A "nested" or "recursive" lock is a special type of lock that permits a lock holder to lock the same resources again and again, without deadlocking on itself. They are
very useful, but tricky to implement because most system lock primitives (SYSV semaphores, POSIX mutexes, etc) do not permit nested locks, so all the logic for
"yes, I am the holder of the lock, yes, I can go ahead without taking it again" (plus the reverse on unlocking) has to be done "by hand". As ever, if implemented
wrong or used wrong, Bad Things happen. Many people dislike nested locks because of the added complexity, but realistically, it is impossible to build a system
that does not require nested locking at least somewhere.

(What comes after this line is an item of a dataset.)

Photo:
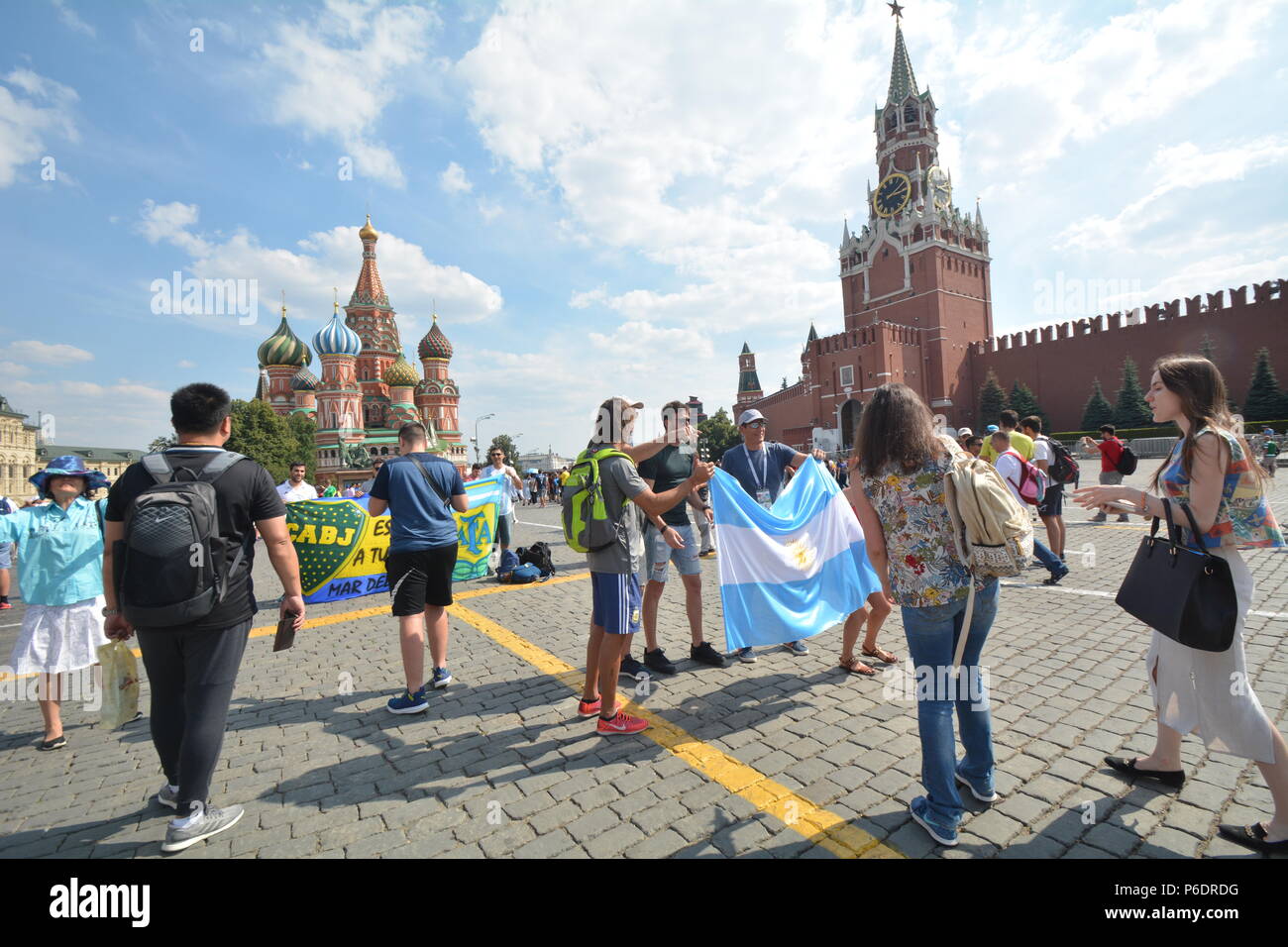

MIDAS lock primitives - ss_semaphore_wait_for(), db_lock_database() and bm_lock_buffer() implement a type of nested locks.
ODB locks implemented in db_lock_database() fully support nested (recursive) locking and this feature is heavily used by the ODB library. Many ODB db_xxx()
functions take the ODB lock, do something, then call another ODB function that also takes the ODB lock recursively. This works well.
Unfortunately, the ODB nested lock implementation is NOT thread-safe. (Unless one is connected through the mserver, in which case, db_xxx() functions ARE
thread-safe because all ODB access is serialized by the mserver RPC mutex).
Event buffer locks implemented in bm_lock_buffer() rely on ss_semaphore_xxx() to provide nested locking.
ss_semaphore_wait_for() uses SYSV semaphores, which do not provide nested locking, except when called from cm_watchdog(). (keep reading).
Because bm_lock_buffer() does not implement nested locking, use of cm_msg() in buffer management code will lead to self-deadlock, as shown in the following
stack trace, where bm_cleanup() is working on the SYSMSG buffer, locked it, then called cm_msg() which is now waiting on the SYSMSG lock, which we are holding
ourselves.
(gdb) where
#0 0x00007fff87274e9e in semop ()
#1 0x0000000100024075 in ss_semaphore_wait_for (semaphore_handle=1179654, timeout=300000) at src/system.c:2280
#2 0x0000000100015292 in bm_lock_buffer (buffer_handle=<value temporarily unavailable, due to optimizations>) at src/midas.c:5386
#3 0x000000010000df97 in bm_send_event (buffer_handle=1, source=0x7fff5fbfd430, buf_size=<value temporarily unavailable, due to optimizations>,
async_flag=0) at src/midas.c:6484
#4 0x000000010000e6f5 in cm_msg (message_type=2, filename=<value temporarily unavailable, due to optimizations>, line=4226, routine=0x10004559f
"bm_cleanup", format=0x100045550 "Client '%s' on buffer '%s' removed by %s because process pid %d does not exist") at src/midas.c:722
#5 0x000000010001553c in bm_cleanup_buffer_locked (i=<value temporarily unavailable, due to optimizations>, who=0x100045f42 "bm_open_buffer",
actual_time=869425784) at src/midas.c:4226
#6 0x00000001000167ee in bm_cleanup (who=0x100045f42 "bm_open_buffer", actual_time=869425784, wrong_interval=0) at src/midas.c:4286
#7 0x000000010001ae27 in bm_open_buffer (buffer_name=<value temporarily unavailable, due to optimizations>, buffer_size=100000,
buffer_handle=0x10006e9ac) at src/midas.c:4550
#8 0x000000010001ae90 in cm_msg_register (func=0x100000c60 <process_message>) at src/midas.c:895
#9 0x0000000100009a13 in main (argc=3, argv=0x7fff5fbff3d8) at src/odbedit.c:2790
This example deadlock is not a normal code path - I accidentally exposed this deadlock sequence by adding some extra locking.
But in normal use, cm_msg() is called quite often from cm_watchdog() and as protection against this type of deadlock, MIDAS
ss_semaphore_xxx() has a special case that permits one level of nesting for locks called by code executed from cm_watchdog(). This is a very
clever implementation of partial nested locking.
So again, we are running into problems with cm_msg() - logically it should be at the very bottom of the system hierarchy - everybody calls it from their most
delicate places, while holding various locks, etc - but instead, cm_msg() call the whole MIDAS system all over again - it calls ODB functions, event buffer functions,
etc - mostly to open and to write into the SYSMSG buffer.
If you are reading this, I hope you are getting a better idea of the difference between textbook systems and systems that are used in the field to get some work
done.
K.O. |